- Born: Jonathan Smallwood 13 October 1975 Wolverhampton, England
- Died: 24 October 2025 (aged 50)
- Education: University of Strathclyde
- Occupation: Psychologist
- Known for: Mind-wandering
- Spouse: Helga Smallwood (née Reid)
- Parent(s): Howard and Jacqueline Smallwood
- Scientific career
- Workplaces: University of York
- Thesis: Task Unrelated Thought: Understanding the process of cognition (2002)
- Doctoral advisor: Marc Obonsawin
- Website: www.thinclab.ca

= Jonathan Smallwood =

British psychologist and academic (1975–2025)

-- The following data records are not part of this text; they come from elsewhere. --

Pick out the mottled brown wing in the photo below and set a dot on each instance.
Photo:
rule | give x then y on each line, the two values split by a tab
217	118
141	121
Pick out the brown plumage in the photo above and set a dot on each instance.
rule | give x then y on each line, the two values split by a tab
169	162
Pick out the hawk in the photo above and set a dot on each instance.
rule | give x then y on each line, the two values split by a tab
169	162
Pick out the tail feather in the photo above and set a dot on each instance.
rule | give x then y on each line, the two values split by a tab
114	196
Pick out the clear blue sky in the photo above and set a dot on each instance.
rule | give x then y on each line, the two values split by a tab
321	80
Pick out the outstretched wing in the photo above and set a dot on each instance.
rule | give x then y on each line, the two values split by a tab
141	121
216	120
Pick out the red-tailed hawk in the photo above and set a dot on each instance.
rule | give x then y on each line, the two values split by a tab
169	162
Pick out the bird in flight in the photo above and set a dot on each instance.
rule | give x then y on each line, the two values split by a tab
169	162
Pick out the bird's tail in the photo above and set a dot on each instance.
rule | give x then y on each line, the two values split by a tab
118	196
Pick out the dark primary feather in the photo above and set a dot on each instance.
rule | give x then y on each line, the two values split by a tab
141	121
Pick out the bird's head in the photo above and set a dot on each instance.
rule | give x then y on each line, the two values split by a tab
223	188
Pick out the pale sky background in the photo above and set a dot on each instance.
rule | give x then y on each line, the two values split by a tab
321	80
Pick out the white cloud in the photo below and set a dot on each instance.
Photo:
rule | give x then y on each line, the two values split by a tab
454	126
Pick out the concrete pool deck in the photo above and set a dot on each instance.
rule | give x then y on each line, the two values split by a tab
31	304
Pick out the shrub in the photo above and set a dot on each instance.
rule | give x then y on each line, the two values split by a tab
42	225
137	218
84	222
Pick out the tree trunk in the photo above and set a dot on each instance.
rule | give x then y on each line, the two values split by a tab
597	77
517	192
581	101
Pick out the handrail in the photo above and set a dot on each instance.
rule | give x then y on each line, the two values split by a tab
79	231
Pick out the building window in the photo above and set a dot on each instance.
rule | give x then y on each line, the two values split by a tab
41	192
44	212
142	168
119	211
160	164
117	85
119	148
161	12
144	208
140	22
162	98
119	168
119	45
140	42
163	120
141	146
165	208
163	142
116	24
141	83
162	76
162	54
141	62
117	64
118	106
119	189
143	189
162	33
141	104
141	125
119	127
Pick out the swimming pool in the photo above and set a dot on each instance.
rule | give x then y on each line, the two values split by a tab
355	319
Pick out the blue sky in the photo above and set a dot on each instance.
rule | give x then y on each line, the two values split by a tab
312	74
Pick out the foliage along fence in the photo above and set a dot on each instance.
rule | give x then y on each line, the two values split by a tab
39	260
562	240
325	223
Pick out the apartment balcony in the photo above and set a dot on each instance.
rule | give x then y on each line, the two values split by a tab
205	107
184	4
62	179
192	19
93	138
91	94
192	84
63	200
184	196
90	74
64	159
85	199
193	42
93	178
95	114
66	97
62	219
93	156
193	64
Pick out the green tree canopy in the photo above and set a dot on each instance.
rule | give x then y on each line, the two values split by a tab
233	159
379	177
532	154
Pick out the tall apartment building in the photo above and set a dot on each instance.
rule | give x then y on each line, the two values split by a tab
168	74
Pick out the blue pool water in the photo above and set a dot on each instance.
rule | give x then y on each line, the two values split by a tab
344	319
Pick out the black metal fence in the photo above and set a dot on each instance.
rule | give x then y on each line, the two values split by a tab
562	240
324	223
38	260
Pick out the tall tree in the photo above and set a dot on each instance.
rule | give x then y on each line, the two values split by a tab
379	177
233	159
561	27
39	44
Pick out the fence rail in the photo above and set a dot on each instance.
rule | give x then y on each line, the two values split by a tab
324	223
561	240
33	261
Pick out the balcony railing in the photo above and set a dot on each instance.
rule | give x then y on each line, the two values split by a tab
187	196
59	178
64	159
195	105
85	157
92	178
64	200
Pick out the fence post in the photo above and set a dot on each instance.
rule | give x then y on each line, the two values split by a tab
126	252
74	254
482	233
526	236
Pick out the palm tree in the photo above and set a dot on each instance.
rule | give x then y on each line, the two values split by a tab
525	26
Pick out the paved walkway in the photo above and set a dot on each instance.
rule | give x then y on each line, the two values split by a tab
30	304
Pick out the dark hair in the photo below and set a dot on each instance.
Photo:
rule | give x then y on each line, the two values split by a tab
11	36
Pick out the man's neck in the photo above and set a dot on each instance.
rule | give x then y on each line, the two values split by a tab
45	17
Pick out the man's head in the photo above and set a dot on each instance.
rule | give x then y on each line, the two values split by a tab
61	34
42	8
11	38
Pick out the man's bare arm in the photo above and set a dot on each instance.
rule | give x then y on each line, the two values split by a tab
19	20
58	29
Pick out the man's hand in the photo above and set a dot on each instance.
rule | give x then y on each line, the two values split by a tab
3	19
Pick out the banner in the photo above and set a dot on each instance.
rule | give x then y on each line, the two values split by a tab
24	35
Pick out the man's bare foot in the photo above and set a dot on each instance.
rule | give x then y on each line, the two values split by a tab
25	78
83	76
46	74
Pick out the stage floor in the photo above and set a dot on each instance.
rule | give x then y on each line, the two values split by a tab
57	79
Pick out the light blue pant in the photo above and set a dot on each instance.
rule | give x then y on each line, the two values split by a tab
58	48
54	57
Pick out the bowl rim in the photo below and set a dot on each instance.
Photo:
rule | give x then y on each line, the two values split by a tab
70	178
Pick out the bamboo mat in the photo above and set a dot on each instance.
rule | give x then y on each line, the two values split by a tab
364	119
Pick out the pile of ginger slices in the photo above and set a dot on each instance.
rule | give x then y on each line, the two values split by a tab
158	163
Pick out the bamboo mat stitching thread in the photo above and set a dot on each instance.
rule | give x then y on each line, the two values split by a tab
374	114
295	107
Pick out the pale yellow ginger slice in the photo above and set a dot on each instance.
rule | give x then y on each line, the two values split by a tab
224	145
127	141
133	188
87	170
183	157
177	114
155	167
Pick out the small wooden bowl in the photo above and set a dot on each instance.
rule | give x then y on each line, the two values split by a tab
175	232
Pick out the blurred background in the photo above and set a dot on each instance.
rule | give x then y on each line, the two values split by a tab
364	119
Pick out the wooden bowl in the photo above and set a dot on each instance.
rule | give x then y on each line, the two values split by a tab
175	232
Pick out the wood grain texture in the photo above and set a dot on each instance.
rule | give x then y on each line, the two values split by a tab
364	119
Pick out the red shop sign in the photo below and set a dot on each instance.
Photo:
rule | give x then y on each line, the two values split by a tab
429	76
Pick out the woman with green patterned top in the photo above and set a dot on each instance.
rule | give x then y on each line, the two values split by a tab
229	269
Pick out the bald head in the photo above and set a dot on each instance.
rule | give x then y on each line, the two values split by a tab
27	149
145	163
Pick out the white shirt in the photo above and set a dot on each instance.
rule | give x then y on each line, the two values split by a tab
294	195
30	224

Jonathan Smallwood (13 October 1975 – 24 October 2025) was a British psychologist who was Professor in the Department of Psychology at Queen's University at Kingston in Ontario, Canada. His research used the tools of cognitive neuroscience to investigate the process by which the brain self generates thoughts not arising from perception, such as during the experience of mind-wandering and daydreaming. For the two years leading up to his death he was widely recognised as one of the world's most highly cited scientists.

==Biography==

===Education===
The grandson of Joey Smallwood's cousin, Jonathan "Jonny" Smallwood earned his BA (1996) and PhD (2002) from The University of Strathclyde in Glasgow, Scotland. He was a lecturer in psychology at Glasgow Caledonian University (2002–2004) before travelling to the University of British Columbia as a post-doctoral researcher (2004–2006). From 2006 to 2008 he was a lecturer in psychology at the University of Aberdeen, after which Smallwood returned to North America to work with Jonathan Schooler as an assistant project scientist at the University of California, Santa Barbara. From 2011 to 2013 he was a senior researcher at the Max Planck Institute for Human Cognitive and Brain Sciences in the Department of Social Neuroscience. In August 2013 he joined the psychology department psychology at the University of York and in August 2018, he was promoted to professor. From July 2020 until his death, he held a professorship at Queen's University at Kingston.

===Academic career===
Smallwood was a pioneer in the development of experience sampling methods and their integration with cognitive neuroscience methodologies, for example in the study of mind-wandering.

==Work==
Smallwood proposed the decoupling hypothesis, referring to the observation that individuals report having no memory of what happened in the surrounding environment while preoccupied with their thoughts. In 2006, the publication of "The Restless Mind" discussed a psychological framework for controversies characterising cognitive neuroscience research into mind-wandering through the end of the decade.